WOW thats really amazing i think that is a really impressive thing to have in your pond :lol2:


----------



## Grond

Pleccy22 said:


> Just a word of warning to anyone considering keeping certain coldwater fish. In the UK you will need a licence from Defra to keep or sell any of the following species.
> 
> _Cyprinella_ (Notropsis) _lutrensis_, Red shiner or Rainbow dace


Agree with some of these as they're pests or threat to native species if released.

But Rainbow Dace??

I've kept these on and off for donkeys years without a DEFRA license. Not got any at the mo, but bought them from ordinary pet shops with no problem. Also could point you in the direction of a few places that sell grass carp. Used to have one in the pond in the vague hope it would help keep the blanket weed down. Never did though, lazy little beggar! Maybe you need a license to sell some of these but not to keep them?


----------



## Grond

In reply to my own question......

Just googled it and rainbow dace are indeed on the list!

MAFF introduced the Prohibition of Keeping or Release of Live Fish (Specified Species) Order in 1998 in an effort to reduce the number of fishes illegally introduced into freshwaters in England and Wales.

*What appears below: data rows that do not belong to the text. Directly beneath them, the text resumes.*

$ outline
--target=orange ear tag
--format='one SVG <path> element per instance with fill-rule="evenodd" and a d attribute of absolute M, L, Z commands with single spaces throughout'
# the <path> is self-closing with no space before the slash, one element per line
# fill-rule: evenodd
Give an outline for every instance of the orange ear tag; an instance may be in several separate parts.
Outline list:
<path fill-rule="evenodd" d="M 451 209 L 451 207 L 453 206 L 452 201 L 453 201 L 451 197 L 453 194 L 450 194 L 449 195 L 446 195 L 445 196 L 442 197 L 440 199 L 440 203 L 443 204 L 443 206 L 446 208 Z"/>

You learn something new every day!


----------



## cjd99

I'm not sure keeping perch with dace is such a good idea, it'll be ok while there small, but as they grow don't be suprised if the dace start disappearing. As you know perch have mouths like buckets. if I were you I'd get rid of the perch and get some roach or any other cyprinid they'll stand a much better chance


----------



## Grond

cjd99 said:


> I'm not sure keeping perch with dace is such a good idea, it'll be ok while there small, but as they grow don't be suprised if the dace start disappearing. As you know perch have mouths like buckets. if I were you I'd get rid of the perch and get some roach or any other cyprinid they'll stand a much better chance


If you read the thread, you'll see we already told him that. It's no longer an issue, the fish are all gone!!


----------